O dinamismo se torna ainda mais evidente quando observamos como as faixas de FKA twigs reverberam além de seus lançamentos originais. Canções como Two Weeks, Pendulum e Cellophane ganharam versões remixadas que passaram a circular em pistas híbridas, onde o pop vem de encontro com a música eletrônica de vanguarda. Esses remixes ampliam o alcance do trabalho da artista, demonstram a maleabilidade de sua sonoridade e, além disso, promovem o maior alcance da música eletrônica a outros públicos. 

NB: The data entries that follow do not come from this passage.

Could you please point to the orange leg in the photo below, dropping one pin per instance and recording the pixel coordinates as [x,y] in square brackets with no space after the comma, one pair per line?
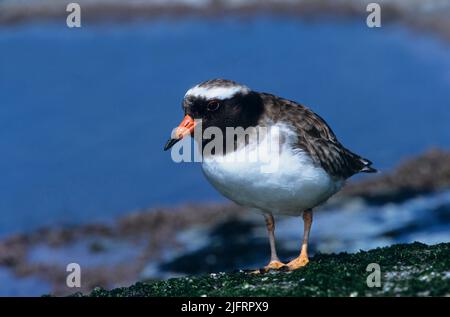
[302,259]
[275,262]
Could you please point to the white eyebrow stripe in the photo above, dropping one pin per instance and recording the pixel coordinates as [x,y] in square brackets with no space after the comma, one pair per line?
[216,92]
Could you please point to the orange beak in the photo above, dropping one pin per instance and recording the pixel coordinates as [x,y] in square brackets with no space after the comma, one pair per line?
[185,128]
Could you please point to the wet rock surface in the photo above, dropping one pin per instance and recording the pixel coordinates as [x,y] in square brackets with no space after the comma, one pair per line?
[192,240]
[405,270]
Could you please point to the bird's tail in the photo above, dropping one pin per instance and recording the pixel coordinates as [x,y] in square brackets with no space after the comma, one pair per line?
[367,166]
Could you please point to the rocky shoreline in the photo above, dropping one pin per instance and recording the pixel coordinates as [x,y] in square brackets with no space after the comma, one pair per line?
[429,16]
[193,239]
[405,270]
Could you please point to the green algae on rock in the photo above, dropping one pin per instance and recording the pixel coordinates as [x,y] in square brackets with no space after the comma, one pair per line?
[406,270]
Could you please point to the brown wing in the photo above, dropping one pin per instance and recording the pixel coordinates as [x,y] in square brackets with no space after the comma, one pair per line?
[318,140]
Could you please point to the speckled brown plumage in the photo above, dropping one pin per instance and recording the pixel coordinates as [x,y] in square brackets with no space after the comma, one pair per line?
[314,137]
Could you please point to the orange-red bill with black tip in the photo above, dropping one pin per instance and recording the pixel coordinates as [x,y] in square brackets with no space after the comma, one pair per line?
[185,128]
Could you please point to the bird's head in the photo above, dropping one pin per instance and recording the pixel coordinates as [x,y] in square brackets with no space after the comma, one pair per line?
[217,103]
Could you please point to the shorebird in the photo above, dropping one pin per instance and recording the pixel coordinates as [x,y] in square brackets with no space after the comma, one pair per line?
[313,164]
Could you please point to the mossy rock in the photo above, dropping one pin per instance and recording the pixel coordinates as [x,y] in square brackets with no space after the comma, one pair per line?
[406,270]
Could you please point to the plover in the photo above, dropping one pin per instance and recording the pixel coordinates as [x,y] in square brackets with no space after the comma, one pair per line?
[312,164]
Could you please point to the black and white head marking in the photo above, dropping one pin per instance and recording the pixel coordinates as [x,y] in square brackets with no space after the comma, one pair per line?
[219,89]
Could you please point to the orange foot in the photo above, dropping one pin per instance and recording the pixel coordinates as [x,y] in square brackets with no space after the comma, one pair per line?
[273,265]
[297,263]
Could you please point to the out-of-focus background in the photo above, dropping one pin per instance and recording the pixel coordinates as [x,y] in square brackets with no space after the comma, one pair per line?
[85,112]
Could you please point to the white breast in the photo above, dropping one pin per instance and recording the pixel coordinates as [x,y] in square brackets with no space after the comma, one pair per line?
[291,187]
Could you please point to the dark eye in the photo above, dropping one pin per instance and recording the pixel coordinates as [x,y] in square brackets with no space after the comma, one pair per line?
[213,105]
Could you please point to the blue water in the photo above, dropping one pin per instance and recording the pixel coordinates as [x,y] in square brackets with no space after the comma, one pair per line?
[84,113]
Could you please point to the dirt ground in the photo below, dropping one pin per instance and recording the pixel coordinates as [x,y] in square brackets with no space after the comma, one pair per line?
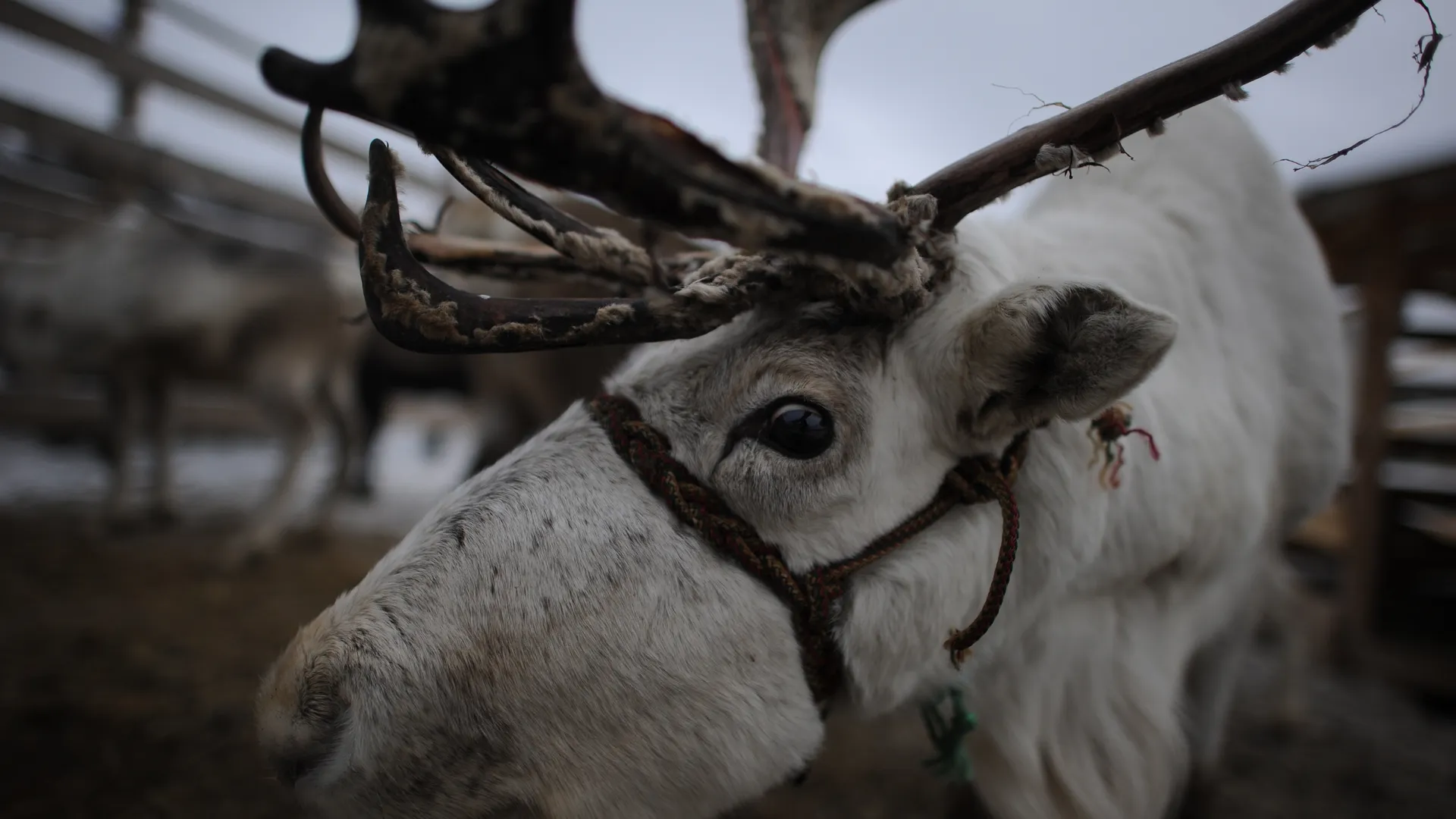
[130,664]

Essa flexibilidade está diretamente ligada ao modo como Twigs concebe suas criações: com um olhar curatorial que se aproxima muito mais da autonomia de expressão do que das estruturas rígidas impostas pelo mercado. Mesmo quando flerta com sonoridades mais acessíveis, sua abordagem é marcada por uma busca por profundidade. Não à toa, ainda que de forma indireta, é possível identificar em seu repertório influências de nomes como Burial, Massive Attack e o próprio Aphex Twin, artistas que ajudaram a consolidar uma sonoridade baseada na fragmentação, na densidade e no uso expressivo da ambiguidade.

Não por acaso, marcou presença em festivais como Primavera Sound e Pitchfork Festival, eventos que historicamente apostam em curadorias que transitam entre o experimental, o pop alternativo e as múltiplas vertentes da música eletrônica. Essa inserção em palcos que valorizam a experimentação reforça a ideia de que Twigs não apenas ocupa um espaço entre mundos, mas contribui ativamente para a diluição de fronteiras entre eles, abrindo novas rotas possíveis para quem vem depois. 

É fundamental reconhecer o impacto de sua presença como alguém que ajuda a legitimar uma estética mais ousada, sensorial e experimental dentro de um circuito historicamente marcado por expectativas normativas, especialmente para mulheres. Seu trabalho abre caminho para uma nova geração de artistas; PinkPhanteress, Shygirl, Tirzah, Sega Bodega e até mesmo Rosalía em seus momentos mais experimentais.

No fim das contas, medir o impacto de FKA Twigs apenas por números ou posições em paradas, embora relevantes, seria perder de vista o mais importante: sua capacidade de remodelar e expandir a cultura pop ao fundir sua estrutura com a abordagem sensorial e narrativa que engloba a música eletrônica, criando um estilo próprio que não apenas incorpora elementos do underground, mas os transforma para reposicionar o mainstream de forma autêntica e inovadora.